Many Drupal sites contain a world of knowledge featuring numerous posts about all manner of expertise. Knowledge driven sites take many forms; news, blogs, social media, forums, wikis, intranets, customer support, etc. If you have lots of content you have lots of opportunities to engage your customers with a plethora of related content – but only if your site is properly organized.
Many visitors these days come to a site because they are interesting in learning about a single topic. They may use a search engine, follow a blog, tweet, forum post or other social referrer. They come, read the one post of interest and leave. One and done. That is unless your posts lead them to other related content where interest might lie.
Then we are much more likely to get a visitor to stick, e.g. visit more than one page. We are much more likely to make a memorable brand impression. We are much more likely to generate brand champions and additional referrers.
Where's my content?
One of the concepts that confuse many people new to Drupal is how to find their content. In a new Drupal site when you post new content, most of the time there is no automatic way to get to it. This is because Drupal doesn’t want to assume how you want people to find your content.
Drupal instead gives you many different linking methods and it is left up to the site builder to determine which one is appropriate. Common linking methods include:
Menus - fixed hierarchical link structures
Views- provides all manner of lists. Typical uses include blog style river of posts pages and last or most popular link lists in sidebar blocks.
Taxonomy – automatic listing of pages tagged with the same taxonomy terms
Search – enables users to create lists of pages based on keywords found in content
Despite the Swiss Army Knife of common Drupal linking tools, none really give visitors what they need to solve the one and done syndrome.
Related content linking
What really makes visitors stay are direct links to related content. For this we need to implement some new styles of linking. The two most common ways of doing related content linking is in-content Wikipedia style links and related content sidebar or footer link lists. To see both these styles of links in action see the video at the end of this post.

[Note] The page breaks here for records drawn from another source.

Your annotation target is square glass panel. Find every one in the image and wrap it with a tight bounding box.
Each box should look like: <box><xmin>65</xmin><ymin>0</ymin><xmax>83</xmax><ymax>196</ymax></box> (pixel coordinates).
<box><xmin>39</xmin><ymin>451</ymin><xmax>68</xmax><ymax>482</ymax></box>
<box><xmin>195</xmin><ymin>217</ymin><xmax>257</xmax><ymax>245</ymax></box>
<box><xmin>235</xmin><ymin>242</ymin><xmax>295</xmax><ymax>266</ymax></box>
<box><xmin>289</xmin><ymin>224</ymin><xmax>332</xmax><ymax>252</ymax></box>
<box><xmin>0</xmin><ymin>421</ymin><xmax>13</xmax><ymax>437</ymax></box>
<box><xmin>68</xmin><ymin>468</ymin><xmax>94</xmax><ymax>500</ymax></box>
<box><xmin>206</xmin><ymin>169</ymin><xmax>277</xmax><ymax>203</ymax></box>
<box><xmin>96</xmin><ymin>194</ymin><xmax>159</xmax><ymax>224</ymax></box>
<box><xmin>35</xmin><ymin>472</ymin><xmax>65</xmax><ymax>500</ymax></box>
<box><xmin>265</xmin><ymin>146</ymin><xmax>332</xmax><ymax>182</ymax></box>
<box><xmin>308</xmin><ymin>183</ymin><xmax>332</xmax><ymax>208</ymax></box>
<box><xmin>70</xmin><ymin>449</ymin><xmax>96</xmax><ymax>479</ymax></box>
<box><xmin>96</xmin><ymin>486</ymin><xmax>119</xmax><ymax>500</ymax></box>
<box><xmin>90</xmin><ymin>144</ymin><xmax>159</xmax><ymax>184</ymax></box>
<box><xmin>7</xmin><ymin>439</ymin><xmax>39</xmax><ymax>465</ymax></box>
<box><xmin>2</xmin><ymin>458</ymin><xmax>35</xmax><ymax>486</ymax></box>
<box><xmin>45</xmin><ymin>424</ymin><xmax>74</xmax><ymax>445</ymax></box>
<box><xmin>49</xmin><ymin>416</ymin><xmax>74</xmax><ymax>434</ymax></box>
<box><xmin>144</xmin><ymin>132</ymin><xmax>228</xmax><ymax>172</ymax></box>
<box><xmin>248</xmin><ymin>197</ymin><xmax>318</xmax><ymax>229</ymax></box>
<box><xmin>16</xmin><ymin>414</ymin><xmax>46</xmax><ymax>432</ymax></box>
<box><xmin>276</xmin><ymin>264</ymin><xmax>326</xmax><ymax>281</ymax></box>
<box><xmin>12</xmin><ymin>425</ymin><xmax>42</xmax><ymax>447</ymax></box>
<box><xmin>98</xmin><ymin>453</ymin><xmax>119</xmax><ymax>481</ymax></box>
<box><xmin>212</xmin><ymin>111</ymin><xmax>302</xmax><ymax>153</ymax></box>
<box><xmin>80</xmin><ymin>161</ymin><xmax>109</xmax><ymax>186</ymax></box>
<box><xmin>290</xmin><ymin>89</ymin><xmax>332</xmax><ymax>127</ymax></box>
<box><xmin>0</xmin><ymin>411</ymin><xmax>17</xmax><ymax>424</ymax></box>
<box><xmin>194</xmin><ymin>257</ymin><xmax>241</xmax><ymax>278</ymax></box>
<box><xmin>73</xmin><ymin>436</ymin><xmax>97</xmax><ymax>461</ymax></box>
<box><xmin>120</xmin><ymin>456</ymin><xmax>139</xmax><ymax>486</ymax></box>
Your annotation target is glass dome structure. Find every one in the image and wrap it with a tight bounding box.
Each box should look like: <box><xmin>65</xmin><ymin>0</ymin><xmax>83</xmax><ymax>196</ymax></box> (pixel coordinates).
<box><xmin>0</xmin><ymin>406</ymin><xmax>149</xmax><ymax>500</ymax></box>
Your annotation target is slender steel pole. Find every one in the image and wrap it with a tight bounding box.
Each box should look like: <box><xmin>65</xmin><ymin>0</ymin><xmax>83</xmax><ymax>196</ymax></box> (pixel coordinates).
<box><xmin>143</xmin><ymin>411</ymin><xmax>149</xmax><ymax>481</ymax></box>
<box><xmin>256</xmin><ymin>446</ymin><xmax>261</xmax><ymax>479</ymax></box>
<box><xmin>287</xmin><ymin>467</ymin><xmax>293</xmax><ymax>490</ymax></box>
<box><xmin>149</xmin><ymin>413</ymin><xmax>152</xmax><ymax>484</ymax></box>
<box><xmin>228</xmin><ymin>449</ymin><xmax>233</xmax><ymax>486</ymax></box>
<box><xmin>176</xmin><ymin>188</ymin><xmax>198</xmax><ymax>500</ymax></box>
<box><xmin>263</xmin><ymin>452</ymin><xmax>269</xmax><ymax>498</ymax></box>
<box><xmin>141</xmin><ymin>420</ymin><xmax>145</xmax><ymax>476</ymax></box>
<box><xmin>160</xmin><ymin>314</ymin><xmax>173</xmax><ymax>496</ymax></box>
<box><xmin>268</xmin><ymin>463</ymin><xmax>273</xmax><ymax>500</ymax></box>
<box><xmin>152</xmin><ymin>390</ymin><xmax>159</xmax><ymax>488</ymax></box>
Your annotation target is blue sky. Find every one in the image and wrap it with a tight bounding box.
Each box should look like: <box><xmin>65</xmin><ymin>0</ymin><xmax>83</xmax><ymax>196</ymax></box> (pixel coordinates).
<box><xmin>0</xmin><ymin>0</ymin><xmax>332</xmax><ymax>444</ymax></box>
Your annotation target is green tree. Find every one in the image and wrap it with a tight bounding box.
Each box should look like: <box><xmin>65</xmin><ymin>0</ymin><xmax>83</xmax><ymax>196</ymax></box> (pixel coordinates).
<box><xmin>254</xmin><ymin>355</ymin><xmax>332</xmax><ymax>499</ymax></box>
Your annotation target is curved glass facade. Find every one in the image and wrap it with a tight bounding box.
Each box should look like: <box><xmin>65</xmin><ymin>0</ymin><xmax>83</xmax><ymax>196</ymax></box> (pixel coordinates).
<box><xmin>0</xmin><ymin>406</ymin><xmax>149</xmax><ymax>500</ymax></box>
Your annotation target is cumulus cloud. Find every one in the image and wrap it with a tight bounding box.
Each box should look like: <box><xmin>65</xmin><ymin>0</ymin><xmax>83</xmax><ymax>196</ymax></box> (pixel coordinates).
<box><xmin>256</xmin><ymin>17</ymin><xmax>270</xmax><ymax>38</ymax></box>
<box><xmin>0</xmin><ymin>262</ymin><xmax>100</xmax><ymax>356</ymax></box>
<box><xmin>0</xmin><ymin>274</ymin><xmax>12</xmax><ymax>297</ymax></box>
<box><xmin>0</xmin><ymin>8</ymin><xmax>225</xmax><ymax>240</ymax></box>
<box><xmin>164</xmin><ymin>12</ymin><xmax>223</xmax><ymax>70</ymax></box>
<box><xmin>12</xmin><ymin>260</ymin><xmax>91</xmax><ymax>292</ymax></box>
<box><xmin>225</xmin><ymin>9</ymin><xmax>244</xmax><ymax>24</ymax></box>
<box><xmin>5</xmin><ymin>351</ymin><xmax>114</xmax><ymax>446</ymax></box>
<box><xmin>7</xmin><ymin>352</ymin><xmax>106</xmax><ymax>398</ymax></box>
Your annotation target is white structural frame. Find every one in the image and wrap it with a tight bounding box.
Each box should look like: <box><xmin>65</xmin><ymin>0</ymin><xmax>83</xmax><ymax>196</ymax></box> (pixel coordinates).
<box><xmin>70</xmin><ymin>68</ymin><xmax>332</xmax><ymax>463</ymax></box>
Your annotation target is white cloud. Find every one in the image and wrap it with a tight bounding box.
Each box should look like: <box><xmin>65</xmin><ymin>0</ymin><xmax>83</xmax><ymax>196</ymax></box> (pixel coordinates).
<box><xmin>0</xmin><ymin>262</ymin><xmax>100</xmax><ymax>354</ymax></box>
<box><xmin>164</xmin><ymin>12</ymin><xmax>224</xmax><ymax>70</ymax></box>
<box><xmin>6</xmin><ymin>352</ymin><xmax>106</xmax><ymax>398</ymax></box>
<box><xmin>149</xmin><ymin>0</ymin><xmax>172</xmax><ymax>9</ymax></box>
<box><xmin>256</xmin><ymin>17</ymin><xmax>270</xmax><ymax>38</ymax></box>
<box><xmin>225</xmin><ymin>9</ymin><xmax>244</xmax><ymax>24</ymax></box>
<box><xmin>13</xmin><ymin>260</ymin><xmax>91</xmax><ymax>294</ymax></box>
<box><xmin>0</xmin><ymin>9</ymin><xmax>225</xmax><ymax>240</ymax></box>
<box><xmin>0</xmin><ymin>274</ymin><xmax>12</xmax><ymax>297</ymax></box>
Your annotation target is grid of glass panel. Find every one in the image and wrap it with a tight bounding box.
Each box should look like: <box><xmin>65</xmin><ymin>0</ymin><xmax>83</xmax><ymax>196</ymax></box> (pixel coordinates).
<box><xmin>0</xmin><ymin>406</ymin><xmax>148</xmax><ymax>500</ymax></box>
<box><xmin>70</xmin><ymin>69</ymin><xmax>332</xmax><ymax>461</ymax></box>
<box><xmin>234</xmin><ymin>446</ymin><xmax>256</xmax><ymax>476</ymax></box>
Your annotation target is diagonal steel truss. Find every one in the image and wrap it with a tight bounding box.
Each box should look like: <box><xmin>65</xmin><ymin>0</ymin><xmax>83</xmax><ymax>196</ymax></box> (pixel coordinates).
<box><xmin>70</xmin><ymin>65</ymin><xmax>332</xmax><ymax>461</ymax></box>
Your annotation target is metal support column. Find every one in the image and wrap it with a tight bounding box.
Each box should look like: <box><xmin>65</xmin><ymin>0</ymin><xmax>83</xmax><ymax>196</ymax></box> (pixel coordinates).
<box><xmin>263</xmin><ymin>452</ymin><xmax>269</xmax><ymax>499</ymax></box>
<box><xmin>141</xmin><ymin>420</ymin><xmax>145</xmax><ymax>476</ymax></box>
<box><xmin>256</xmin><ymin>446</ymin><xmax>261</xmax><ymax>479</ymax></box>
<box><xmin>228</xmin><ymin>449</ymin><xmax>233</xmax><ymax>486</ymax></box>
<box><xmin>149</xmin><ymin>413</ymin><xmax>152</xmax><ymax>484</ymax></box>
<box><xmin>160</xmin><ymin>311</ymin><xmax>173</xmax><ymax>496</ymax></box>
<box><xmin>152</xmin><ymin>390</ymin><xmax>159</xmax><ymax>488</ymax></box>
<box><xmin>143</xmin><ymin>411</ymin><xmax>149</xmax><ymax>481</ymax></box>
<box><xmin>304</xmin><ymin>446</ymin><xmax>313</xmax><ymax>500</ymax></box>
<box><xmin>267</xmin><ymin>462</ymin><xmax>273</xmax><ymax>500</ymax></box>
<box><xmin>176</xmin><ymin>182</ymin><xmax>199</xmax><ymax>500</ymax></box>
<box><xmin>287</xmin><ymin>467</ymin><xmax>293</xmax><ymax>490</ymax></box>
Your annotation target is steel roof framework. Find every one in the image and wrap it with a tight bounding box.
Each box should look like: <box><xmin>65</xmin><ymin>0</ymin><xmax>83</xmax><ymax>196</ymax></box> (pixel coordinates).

The problem with doing related content links is it can be fairly tedious. For content links, you have to select targeted keyword in your content, find related content then insert the appropriate linking code. For side bar linking the process is similar, extract the main subjects of your post, find related content then embed the links so they can be used as a block or CCK field.
Luckily, a new module has been released that not only can help ease the manual linking tasks, it can fully automate both styles of related content links. It even allows you to blend both manual and automated linking.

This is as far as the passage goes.